Abondance de moyens n’est pas toujours bénéfique - Le Point Vétérinaire n° 293 du 01/03/2009
Le Point Vétérinaire n° 293 du 01/03/2009

Jugement contradictoire

Pratique

LÉGISLATION

Auteur(s) : Christian Diaz

Fonctions : 7, rue Saint-Jean, 31130 Balma

L’abondance de moyens juridiques invoqués par le demandeur n’est pas un facteur susceptible de favoriser l’issue d’une procédure judiciaire lorsque ces derniers ne sont pas fondés.

Les faits : cession d’un cheval qui se révèle être boiteux

MM. R. et M. sont copropriétaires d’un cheval cédé à M. B. après une visite vétérinaire. L’animal est confié à un cavalier professionnel pour des concours de sauts d’obstacles (CSO), mais il souffre rapidement de boiterie chronique.

M. B. assigne en résolution (demande au juge de prononcer la nullité du contrat).Les vendeurs sont condamnés en première instance.

MM. R. et M. font appel, la cour analyse les nombreux moyens juridiques ou les fondements de la cause du litige sur lesquels a reposé le premier jugement.

Le jugement : rejets des moyens présentés en première instance

Obligation de délivrer et de garantir la chose vendue

La vente concernait bien un cheval apte au CSO. Les juges notent que la demande fondée sur l’article 1603 du Code civil, relatif à l’obligation de délivrer et de garantir la chose vendue, ne peut s’appliquer à la cause, le cheval étant “plutôt peut-être atteint d’un vice caché”.

Garantie de conformité

Depuis février 2005, l’action en garantie dans les ventes et les échanges d’animaux domestiques peut être fondée sur les dispositions des articles L. 211-1 et suivants du Code de la consommation (garantie de conformité des biens meubles) lorsque le vendeur est un professionnel et l’acheteur un particulier(1).

En l’espèce, M. B. a visé le Code de la consommation, mais les vendeurs (grossistes en emballage et demandeurs d’emploi) ne peuvent être qualifiés de professionnels.
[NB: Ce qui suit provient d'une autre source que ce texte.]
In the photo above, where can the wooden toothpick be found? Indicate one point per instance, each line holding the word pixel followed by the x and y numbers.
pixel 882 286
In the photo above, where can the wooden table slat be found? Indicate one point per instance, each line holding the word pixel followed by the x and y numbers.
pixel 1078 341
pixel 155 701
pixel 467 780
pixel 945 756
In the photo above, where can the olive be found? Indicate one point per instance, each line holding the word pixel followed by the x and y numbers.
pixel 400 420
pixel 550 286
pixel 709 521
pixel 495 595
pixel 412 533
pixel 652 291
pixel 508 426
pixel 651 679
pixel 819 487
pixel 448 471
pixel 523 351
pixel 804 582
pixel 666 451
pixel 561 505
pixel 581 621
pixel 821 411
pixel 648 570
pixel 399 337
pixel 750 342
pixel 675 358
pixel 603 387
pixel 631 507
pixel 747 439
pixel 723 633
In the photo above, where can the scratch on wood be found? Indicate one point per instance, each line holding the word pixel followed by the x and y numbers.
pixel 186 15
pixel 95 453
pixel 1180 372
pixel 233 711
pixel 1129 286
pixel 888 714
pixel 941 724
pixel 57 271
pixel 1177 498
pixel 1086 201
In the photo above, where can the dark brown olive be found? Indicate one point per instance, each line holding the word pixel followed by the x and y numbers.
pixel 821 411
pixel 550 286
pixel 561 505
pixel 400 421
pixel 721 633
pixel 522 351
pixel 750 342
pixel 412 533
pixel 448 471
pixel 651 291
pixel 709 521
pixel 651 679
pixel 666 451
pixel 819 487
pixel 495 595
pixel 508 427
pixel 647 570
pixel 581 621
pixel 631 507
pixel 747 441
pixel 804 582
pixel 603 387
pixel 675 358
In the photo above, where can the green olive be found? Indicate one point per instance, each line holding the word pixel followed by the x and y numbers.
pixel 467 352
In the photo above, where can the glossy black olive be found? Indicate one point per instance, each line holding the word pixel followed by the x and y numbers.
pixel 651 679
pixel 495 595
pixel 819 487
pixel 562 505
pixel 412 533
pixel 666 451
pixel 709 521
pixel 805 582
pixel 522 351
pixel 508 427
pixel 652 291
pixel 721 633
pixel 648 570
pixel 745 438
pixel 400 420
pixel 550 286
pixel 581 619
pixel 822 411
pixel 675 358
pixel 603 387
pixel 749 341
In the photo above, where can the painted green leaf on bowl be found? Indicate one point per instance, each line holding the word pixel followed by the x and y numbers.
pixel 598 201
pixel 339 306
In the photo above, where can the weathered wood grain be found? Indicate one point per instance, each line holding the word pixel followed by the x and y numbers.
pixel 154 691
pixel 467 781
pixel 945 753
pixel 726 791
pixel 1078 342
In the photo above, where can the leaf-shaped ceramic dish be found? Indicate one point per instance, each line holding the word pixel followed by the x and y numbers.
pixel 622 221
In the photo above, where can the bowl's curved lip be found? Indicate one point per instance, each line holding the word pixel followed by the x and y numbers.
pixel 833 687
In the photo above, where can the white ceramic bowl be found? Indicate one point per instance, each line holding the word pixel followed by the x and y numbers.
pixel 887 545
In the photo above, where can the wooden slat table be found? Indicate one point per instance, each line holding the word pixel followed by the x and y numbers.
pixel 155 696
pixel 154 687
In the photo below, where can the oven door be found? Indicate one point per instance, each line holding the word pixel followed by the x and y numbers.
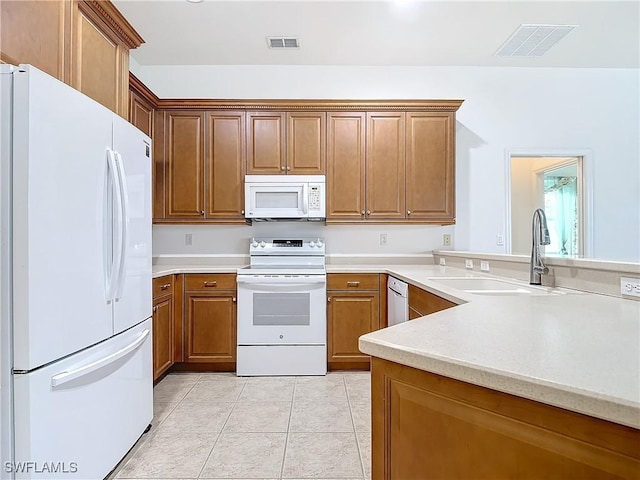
pixel 282 309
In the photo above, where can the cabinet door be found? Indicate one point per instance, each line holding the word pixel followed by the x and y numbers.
pixel 306 137
pixel 162 335
pixel 225 160
pixel 99 63
pixel 184 154
pixel 266 147
pixel 141 113
pixel 345 166
pixel 385 165
pixel 350 315
pixel 430 166
pixel 34 32
pixel 211 327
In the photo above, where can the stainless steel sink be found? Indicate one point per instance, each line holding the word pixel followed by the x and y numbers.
pixel 492 286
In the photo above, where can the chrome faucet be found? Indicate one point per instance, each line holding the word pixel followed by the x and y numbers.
pixel 540 234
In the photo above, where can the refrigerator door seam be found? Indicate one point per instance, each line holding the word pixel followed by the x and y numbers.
pixel 117 227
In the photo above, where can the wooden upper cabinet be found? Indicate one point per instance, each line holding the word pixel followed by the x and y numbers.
pixel 385 165
pixel 345 165
pixel 266 143
pixel 306 143
pixel 184 151
pixel 281 143
pixel 34 32
pixel 99 61
pixel 225 159
pixel 430 166
pixel 141 113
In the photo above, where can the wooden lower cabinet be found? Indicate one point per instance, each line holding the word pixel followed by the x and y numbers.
pixel 210 319
pixel 425 426
pixel 353 309
pixel 163 325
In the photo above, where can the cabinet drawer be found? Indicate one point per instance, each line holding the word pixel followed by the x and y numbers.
pixel 425 303
pixel 353 281
pixel 162 286
pixel 210 281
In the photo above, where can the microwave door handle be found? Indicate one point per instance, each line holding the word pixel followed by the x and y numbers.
pixel 305 198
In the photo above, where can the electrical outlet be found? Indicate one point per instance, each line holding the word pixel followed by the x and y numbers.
pixel 630 286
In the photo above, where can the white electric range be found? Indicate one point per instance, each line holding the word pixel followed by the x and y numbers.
pixel 282 326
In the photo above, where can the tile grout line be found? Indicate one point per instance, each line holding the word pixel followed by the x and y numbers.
pixel 221 430
pixel 355 431
pixel 286 440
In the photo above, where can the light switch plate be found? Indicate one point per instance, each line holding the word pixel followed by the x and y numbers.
pixel 630 286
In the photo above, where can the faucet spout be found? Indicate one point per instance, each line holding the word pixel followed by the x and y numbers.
pixel 540 236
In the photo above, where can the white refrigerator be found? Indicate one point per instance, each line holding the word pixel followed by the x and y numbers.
pixel 75 331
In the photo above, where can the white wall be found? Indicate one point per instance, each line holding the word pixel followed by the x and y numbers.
pixel 340 239
pixel 504 109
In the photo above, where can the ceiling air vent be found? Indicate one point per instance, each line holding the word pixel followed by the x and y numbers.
pixel 533 40
pixel 283 42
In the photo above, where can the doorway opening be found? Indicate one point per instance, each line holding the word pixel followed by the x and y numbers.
pixel 556 185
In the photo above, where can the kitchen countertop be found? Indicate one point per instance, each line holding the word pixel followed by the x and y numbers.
pixel 574 350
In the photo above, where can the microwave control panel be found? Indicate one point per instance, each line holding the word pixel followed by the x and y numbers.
pixel 314 197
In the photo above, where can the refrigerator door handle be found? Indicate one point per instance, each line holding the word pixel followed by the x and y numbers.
pixel 65 377
pixel 124 239
pixel 116 227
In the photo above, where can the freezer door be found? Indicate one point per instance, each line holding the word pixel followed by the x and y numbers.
pixel 133 293
pixel 81 415
pixel 60 252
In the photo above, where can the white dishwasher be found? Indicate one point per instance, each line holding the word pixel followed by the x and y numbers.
pixel 397 302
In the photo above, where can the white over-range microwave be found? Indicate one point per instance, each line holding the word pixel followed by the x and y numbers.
pixel 284 197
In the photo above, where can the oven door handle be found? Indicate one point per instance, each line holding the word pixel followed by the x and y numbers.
pixel 285 282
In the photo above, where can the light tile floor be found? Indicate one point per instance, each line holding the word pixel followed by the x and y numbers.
pixel 217 425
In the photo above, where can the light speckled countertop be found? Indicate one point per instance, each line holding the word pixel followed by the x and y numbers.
pixel 575 350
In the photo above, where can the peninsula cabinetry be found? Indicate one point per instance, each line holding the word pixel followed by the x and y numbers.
pixel 210 319
pixel 353 309
pixel 286 143
pixel 419 418
pixel 423 303
pixel 84 43
pixel 163 325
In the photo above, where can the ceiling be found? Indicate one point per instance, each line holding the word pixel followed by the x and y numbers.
pixel 380 33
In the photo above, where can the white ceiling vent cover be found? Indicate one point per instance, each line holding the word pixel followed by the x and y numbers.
pixel 283 42
pixel 533 40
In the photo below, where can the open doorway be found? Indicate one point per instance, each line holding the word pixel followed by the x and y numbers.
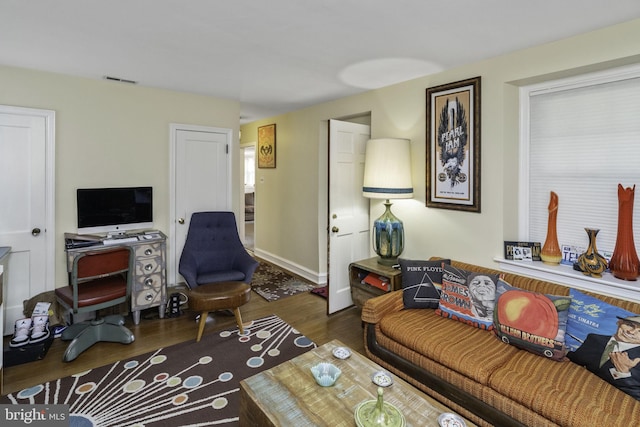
pixel 249 155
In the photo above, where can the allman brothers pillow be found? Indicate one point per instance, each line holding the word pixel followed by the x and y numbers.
pixel 468 296
pixel 421 282
pixel 531 320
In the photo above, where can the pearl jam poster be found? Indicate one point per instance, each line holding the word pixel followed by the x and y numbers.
pixel 453 146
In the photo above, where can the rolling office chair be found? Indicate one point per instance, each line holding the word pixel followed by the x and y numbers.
pixel 99 279
pixel 213 251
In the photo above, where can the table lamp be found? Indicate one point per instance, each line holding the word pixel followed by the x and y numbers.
pixel 387 175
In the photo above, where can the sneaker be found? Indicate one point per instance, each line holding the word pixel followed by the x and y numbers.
pixel 40 330
pixel 21 332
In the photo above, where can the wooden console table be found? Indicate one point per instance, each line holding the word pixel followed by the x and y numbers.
pixel 361 292
pixel 149 284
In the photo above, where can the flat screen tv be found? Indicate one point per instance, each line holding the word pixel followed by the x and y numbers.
pixel 114 210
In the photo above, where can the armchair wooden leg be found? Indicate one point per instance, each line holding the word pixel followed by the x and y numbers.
pixel 201 324
pixel 236 311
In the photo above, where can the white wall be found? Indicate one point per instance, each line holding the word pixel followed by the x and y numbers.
pixel 112 134
pixel 292 197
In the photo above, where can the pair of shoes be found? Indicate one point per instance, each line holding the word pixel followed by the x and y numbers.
pixel 29 331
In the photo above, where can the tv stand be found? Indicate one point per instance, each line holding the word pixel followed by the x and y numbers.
pixel 149 280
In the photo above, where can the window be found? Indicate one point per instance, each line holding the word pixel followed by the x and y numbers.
pixel 580 137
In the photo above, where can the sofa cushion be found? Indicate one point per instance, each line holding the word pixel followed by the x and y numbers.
pixel 564 392
pixel 470 351
pixel 533 321
pixel 468 296
pixel 421 282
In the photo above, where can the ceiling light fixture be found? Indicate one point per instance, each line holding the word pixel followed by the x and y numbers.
pixel 118 79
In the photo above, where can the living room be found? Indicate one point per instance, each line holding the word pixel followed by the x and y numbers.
pixel 103 128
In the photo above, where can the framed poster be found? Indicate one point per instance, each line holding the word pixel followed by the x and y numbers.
pixel 267 146
pixel 453 146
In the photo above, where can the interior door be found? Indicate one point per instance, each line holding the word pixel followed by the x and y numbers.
pixel 201 182
pixel 26 205
pixel 348 209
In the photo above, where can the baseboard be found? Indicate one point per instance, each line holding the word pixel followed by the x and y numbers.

L’article L. 211-1 ne peut donc trouver application.

Action en garantie des vices rédhibitoires

M. B. a visé aussi les vices rédhibitoires du Code rural (art. L. 213-1), mais ceux-ci ont été écartés par la cour, en raison du délai non respecté d’introduction de l’instance. En effet, en vertu des dispositions de l’article R. 213-5 du Code rural, le délai pour introduire l’action est de dix jours à compter de la livraison du bien, sauf cas particuliers qui ne s’appliquent pas en l’espèce.

Action en garantie des vices cachés

M. B. a visé encore l’article 1641 et suivants du Code civil pour garantie tacite, mais la cour ne possède aucun document démontrant l’antériorité du vice par rapport à la date de l’acquisition. De plus, les juges auraient également pu rejeter ce moyen en invoquant l’absence de convention contraire, explicitement prévue dans le contrat, nécessaire pour recourir aux dispositions du Code civil, conformément à une jurisprudence constante depuis 2001.

Vice du consentement

M. B. a également invoqué l’erreur, vice du consentement (art. 1109 et 1110 du Code civil). La cour a écarté ce moyen, considérant que le consentement n’avait pas été vicié par une erreur sur les qualités substantielles de la chose vendue.

Rejetant l’ensemble des moyens présentés par B., la cour réforme la décision de première instance et déboute MM. M. et B.

Pédagogie du jugement : le choix des moyens invoqués est capital

L’abondance des moyens invoqués n’est pas un gage de succès lors d’une procédure judiciaire.

« Tuez-les tous, Dieu reconnaîtra les siens », cette formule prononcée lors du sac de Béziers au Moyen-Âge, n’est pas une règle de droit dans la justice contemporaine.

La possibilité de faire appel d’un premier jugement est une garantie du respect de la règle de droit pour le justiciable. À ce titre, les jugements rendus en premier et dernier ressorts (pas de possibilité d’appel) par la juridiction de proximité (litiges d’un montant inférieur à 4 000 €) ne manquent pas de susciter de légitimes interrogations, bien que cette procédure ait été créée pour désengorger les tribunaux.

  • (1) Voir l’article “Action en garantie lors de vente ou d’échange d’animaux domestiques” du même auteur paru dans le Point Vétérinaire n° 281.

  • Source : Cour d’appel de Douai du 21 janvier 2008.